I was thinking last night about how I'm not really into 'older' music. I pretty much constantly listen to stuff that I've recently bought, which is nearly always a new release. Or I'll go back and listen to an album that I was really into when it first came into.

This is something specifically to do with albums really, not music overall. My favourite ever song (Ceremony by New Order) was released long before I was musically aware, and if a hear a Rolling Stones song I'll generally turn the volume up rather than off. Even though I like the music of the Stones, the Kinks, and all that jazz I have absolutely no desire to go back and listen to Exile on Main Street or whatever.

Its not the same with films - stuff like Star Wars, Raiders of the Lost Ark, Apocalypse Now, the Godfather, Once Upon A Time in the West, Citizen Kane and Gone With The Wind were all released before I was born, yet still had a profound effect on me. Books as well, like On The Road, and Confederacy of Dunces, heck even Lord of the Rings were all written long before I popped into existence, and set in a context foreign to me, but they still mean something to me.

And there's the issue. Its all to do with MEANING and CONTEXT. Albums that were released before I was born I struggle to relate to. I think songs are different, because they're smaller and more digestable. Everyone is exposed to them, but how often do you hear an album on the radio, or when you're out. Almost never.

When someone of a more mature age than me listens back to their old Beatles or Dylan EPs, they're probably transported back to those days, and reminded of how they felt when they first heard them. They have a context for them. I don't, and for that reason they don't mean anything to me. As I mentioned above, Ceremony is my favourite track, but other than a singles collection and the album they put out in 2000 (which I bought at the time), I don't own a New Order album. Nor do I even want to.

Music is literally a soundtrack to your life. I suppose its because its something you do, while doing something else. When i reread my favourite book, or pop Star Wars in the DVD player, the only memories it inspires are memories of having read the book the first time or watching Return of the Jedi as a 4 year old. When we go on holiday we come back home and make compilation CDs on the music that reminds us of the experience. We don't make a compilation of the books we read.

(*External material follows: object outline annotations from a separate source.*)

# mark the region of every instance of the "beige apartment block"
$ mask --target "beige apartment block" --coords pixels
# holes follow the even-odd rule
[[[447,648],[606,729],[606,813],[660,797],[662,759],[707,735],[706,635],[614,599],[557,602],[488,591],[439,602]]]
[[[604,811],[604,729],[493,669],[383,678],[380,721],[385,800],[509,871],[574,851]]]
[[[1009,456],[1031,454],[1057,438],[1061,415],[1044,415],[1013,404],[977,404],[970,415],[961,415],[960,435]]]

I don't remember what books I was reading when I worked and travelled in America in 2002, but I can tell you that the three songs on repeat on American radio that summer were Complicated by Avrila Lavigne, A Thousand Miles by Vannessa Carlton, and the Middle by Jimmy Eat World.

The albums I like listening to the most are albums that I have context for. There are albums in my collection that I don't remember buying - stuff by the Deftones, Stellastarr*. I relistened to them both recently, and while I liked them, they left me feeling slightly cold and uncomfortable because they lack a context. Contrastingly when I put on an album that reminds of an experience I get that warm and cosy feeling that comes free with a bottle of nostalgia.

Take Futures by Jimmy Eat World. Few would argue its their best album, many would argue its not that good at all. But I love listening to it. Because it reminds me of Winter living in Zaragoza, and walking the streets exploring at night. Every day I hear it I was to put on a warm jacket and a scarf and go wondering in the cold. Perversely when I hear it on a sunny day I don't enjoy it as much. It feels wrong. A Rush of Blood to the Head reminds me of a two week period between buying it on the day of its release in New Orleans, and seeing them in Las Vegas.

There's lots of albums like this, and nearly all of them have a small story like those two. That's why music is brilliant. Its autobiographical. Things that you can't contexualise, lack any personal relevance to you. They're biographical. I guess the difference between the two is that with Exile on Main Street I'd be on the outside looking in, and with albums like Futures or Rush of Blood to the Head I'm on the inside looking out. And that's where I prefer to be.